What it means for you#
- Consumers
- You can ask a credit bureau to add a security alert to your file, with your contact info, at no cost.
- You can freeze your credit report so it won’t be shared for new credit checks. You can lift or end the freeze when you choose.
- You can request your credit information, including your credit score, from a credit bureau for free, as long as you don’t ask more than once every 30 days.
- You can ask a credit bureau to fix wrong or missing information. If they agree, they must correct it and tell organizations they recently shared it with. If they don’t agree, they must add your requested correction note to your file.
- If a lender receives your report with a security alert on it, they must take extra steps to confirm it is really you before proceeding.
- People worried about identity theft
- Security alerts and freezes are free. The alert tells lenders to contact you first. A freeze blocks most new credit checks, which helps stop fraud.
- Your rights and how to use them must be explained on credit bureaus’ public websites.
- If you buy credit monitoring
- The provider must tell you, upfront, about your rights to access your information and score for free and how to correct errors.
- You can cancel and get a full refund within a set cooling-off period. If you cancel, the provider must refund all money within 15 days.

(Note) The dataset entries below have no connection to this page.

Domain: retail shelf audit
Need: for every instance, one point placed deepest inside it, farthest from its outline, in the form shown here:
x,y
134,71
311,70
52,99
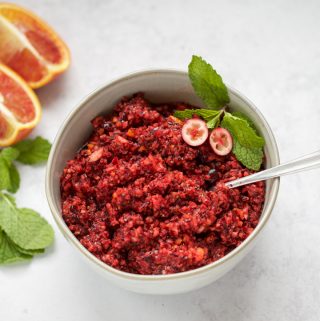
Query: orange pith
x,y
30,47
20,110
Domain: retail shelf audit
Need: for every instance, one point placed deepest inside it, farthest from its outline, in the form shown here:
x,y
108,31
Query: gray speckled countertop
x,y
268,50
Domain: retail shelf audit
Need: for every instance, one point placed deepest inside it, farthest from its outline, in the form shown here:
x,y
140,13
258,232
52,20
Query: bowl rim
x,y
138,277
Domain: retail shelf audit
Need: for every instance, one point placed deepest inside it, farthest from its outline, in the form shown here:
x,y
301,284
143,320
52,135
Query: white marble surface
x,y
270,51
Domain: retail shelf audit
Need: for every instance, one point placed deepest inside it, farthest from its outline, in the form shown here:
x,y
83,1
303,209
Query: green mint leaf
x,y
14,179
9,252
25,227
247,144
207,83
33,151
249,157
9,154
5,182
242,131
214,122
29,252
243,116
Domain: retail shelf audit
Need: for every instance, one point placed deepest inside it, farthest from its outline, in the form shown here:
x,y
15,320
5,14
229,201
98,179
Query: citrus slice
x,y
30,47
20,110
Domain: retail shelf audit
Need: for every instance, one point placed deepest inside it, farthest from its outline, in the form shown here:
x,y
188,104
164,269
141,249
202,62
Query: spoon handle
x,y
303,163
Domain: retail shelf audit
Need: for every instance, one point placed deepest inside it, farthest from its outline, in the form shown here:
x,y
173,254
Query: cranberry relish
x,y
141,200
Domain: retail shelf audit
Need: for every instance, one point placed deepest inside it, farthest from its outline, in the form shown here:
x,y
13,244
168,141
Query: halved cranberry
x,y
195,132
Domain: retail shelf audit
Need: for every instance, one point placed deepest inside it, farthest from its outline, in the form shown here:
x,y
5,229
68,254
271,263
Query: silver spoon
x,y
303,163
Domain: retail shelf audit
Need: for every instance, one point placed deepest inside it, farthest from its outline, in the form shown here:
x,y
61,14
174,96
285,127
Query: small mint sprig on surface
x,y
23,232
208,85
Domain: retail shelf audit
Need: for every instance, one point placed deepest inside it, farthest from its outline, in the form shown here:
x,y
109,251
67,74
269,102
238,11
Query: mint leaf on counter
x,y
25,227
23,232
9,154
5,181
207,83
9,252
33,151
14,179
9,175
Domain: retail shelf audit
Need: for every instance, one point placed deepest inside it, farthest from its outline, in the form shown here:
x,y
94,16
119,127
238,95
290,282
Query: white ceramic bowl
x,y
159,86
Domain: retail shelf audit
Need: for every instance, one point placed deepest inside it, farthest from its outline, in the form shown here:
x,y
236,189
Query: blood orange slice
x,y
30,47
20,110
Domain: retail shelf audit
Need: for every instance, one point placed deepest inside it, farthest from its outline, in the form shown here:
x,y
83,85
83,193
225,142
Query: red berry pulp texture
x,y
139,198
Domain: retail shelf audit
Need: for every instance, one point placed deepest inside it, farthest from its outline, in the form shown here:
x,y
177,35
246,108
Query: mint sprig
x,y
23,232
208,85
211,116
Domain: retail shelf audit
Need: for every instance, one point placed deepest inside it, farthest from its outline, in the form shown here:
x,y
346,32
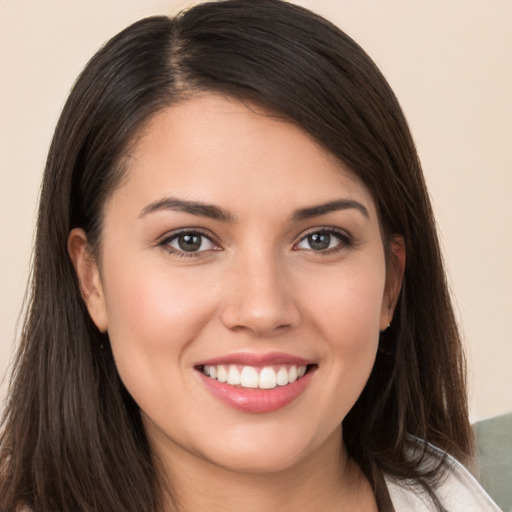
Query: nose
x,y
259,298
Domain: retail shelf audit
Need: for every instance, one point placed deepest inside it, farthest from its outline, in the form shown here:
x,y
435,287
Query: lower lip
x,y
257,400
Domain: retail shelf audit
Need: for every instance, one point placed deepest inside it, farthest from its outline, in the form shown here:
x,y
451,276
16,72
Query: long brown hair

- If you use a credit repair company
- They must clearly explain your rights, including that you can get your credit info and credit score yourself for free and ask the bureau to fix errors.
- They cannot charge you until they achieve a specific result (like correcting an actual error or improving your score) through their own steps.

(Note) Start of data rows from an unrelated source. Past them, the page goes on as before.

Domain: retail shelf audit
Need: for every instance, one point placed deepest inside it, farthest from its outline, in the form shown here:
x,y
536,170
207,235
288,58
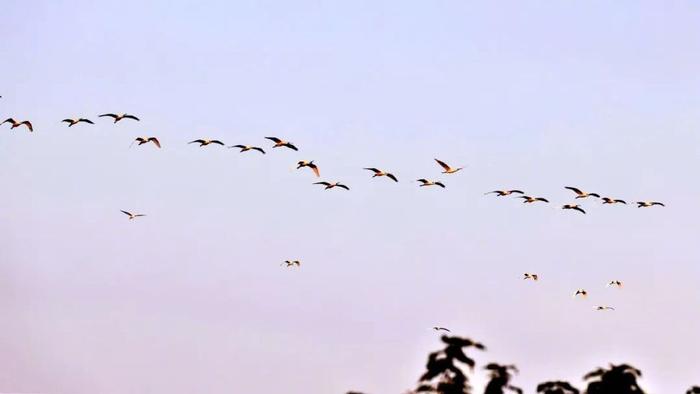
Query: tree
x,y
500,376
442,375
618,379
556,387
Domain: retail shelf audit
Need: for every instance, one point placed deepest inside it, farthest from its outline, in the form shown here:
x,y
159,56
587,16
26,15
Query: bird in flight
x,y
608,200
501,193
425,182
206,142
644,204
530,200
17,124
310,164
133,216
581,194
118,117
245,148
534,277
73,122
278,142
615,283
329,185
447,169
145,140
575,207
377,172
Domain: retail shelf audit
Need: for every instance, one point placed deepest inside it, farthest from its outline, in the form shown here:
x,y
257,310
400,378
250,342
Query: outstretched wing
x,y
443,164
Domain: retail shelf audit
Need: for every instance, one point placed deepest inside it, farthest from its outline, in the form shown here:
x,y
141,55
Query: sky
x,y
533,95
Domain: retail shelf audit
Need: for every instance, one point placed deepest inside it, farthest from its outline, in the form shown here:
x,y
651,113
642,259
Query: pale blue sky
x,y
534,95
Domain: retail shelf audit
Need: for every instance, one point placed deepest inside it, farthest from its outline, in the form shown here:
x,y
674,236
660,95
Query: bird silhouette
x,y
311,165
580,193
574,207
425,182
73,122
16,123
378,172
278,143
329,185
245,148
203,142
446,168
118,117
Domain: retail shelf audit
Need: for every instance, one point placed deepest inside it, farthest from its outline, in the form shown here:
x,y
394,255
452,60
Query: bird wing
x,y
442,164
575,190
314,167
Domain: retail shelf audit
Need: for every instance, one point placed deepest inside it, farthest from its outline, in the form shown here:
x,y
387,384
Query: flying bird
x,y
310,164
278,142
581,292
615,283
378,172
530,200
608,200
644,204
575,207
17,124
447,169
426,182
292,263
118,117
329,185
145,140
501,193
581,194
245,148
133,216
206,142
73,122
534,277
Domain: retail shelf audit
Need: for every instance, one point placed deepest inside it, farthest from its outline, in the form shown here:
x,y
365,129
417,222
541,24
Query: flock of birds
x,y
446,169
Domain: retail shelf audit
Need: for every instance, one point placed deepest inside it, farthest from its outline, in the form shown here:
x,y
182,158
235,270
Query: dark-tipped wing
x,y
442,164
573,189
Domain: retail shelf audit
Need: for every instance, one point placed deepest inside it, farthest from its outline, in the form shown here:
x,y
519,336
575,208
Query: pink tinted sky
x,y
532,95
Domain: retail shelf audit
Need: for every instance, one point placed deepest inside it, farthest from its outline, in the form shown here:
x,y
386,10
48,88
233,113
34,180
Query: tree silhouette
x,y
500,379
557,387
442,375
618,379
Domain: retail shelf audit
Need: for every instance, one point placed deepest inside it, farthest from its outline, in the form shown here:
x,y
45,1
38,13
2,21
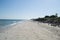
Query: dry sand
x,y
31,30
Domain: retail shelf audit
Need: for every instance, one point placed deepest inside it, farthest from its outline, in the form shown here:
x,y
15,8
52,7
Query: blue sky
x,y
26,9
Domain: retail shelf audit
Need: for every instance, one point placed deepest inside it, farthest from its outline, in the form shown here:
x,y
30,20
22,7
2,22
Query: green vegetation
x,y
54,20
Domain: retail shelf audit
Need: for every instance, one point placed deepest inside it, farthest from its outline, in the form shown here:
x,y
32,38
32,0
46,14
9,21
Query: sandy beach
x,y
30,30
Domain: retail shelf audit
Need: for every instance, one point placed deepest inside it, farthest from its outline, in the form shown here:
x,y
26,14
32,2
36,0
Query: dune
x,y
31,30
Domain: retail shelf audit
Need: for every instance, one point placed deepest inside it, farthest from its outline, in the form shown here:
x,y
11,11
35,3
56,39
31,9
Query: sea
x,y
6,23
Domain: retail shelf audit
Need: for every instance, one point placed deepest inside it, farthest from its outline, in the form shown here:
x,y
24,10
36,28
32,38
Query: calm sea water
x,y
4,23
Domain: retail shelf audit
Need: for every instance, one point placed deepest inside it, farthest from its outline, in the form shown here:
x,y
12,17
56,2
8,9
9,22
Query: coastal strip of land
x,y
31,30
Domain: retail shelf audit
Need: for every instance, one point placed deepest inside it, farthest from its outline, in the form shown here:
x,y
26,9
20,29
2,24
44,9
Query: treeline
x,y
54,20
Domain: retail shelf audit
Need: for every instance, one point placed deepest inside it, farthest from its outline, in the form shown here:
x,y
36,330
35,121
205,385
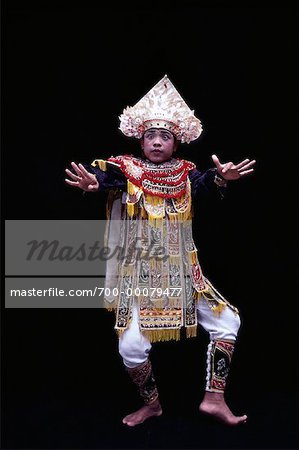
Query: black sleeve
x,y
203,183
112,178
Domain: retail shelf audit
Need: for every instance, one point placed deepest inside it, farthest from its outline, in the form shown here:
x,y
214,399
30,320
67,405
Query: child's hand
x,y
230,171
82,179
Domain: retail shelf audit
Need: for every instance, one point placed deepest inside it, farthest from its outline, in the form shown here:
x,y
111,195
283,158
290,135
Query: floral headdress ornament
x,y
161,107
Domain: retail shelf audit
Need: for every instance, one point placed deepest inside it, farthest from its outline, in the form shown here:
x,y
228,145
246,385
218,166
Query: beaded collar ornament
x,y
166,180
161,107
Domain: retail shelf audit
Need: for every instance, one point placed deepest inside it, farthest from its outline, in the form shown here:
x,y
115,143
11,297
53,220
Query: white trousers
x,y
134,348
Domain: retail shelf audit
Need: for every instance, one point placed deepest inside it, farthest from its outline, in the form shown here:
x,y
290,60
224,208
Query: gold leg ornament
x,y
143,377
219,358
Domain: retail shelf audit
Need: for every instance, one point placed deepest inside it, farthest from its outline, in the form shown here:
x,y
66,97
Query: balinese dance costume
x,y
162,291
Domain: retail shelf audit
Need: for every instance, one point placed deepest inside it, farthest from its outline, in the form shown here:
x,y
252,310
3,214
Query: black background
x,y
69,68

- You can cancel within 10 days for any reason and get a full refund. If they break the disclosure rules, you can cancel up to one year later and get your money back.
- They cannot force a credit bureau to remove accurate information.
- Businesses and lenders
- If a credit report you receive shows a security alert, you must follow added identity checks before moving ahead.
- You may see delays when customers place freezes and must wait for them to lift the freeze before obtaining a report.
- Credit reporting agencies
- You must offer security alerts and credit freezes at no charge and publish clear instructions for consumers.
- You must provide consumers with their credit information and credit score for free (not more than once every 30 days).
- You must fix confirmed errors, notify recent recipients of corrected data, or annotate disputed items when you don’t agree to correct.
Expenses#
No publicly available information.
Proponents' View#
- Protects people from identity theft by adding free security alerts and freezes that are easy to use.
- Makes credit files more accurate by giving people simple, free access to their information and a clear way to correct mistakes.
- Cuts down on misleading or predatory credit repair services by banning upfront fees and requiring plain-language disclosures and refunds.
- Ensures credit monitoring services are transparent about consumer rights and don’t lock people into unfair contracts.
- Helps lenders by reducing fraud and improving the quality of credit data.
Opponents' View#
- Compliance could raise costs for credit bureaus and businesses that use credit reports, and those costs may be passed on to customers in other ways.
- Credit freezes and added ID checks may slow down loan approvals and create friction for both consumers and lenders.
- “Pay after results” rules for credit repair may limit service availability or lead to disputes over what counts as a successful result.
- Requiring free access to credit scores every 30 days may reduce revenue from paid products and shift costs to other services.
- New offences and rules add complexity and may be harder for small firms to manage without more guidance.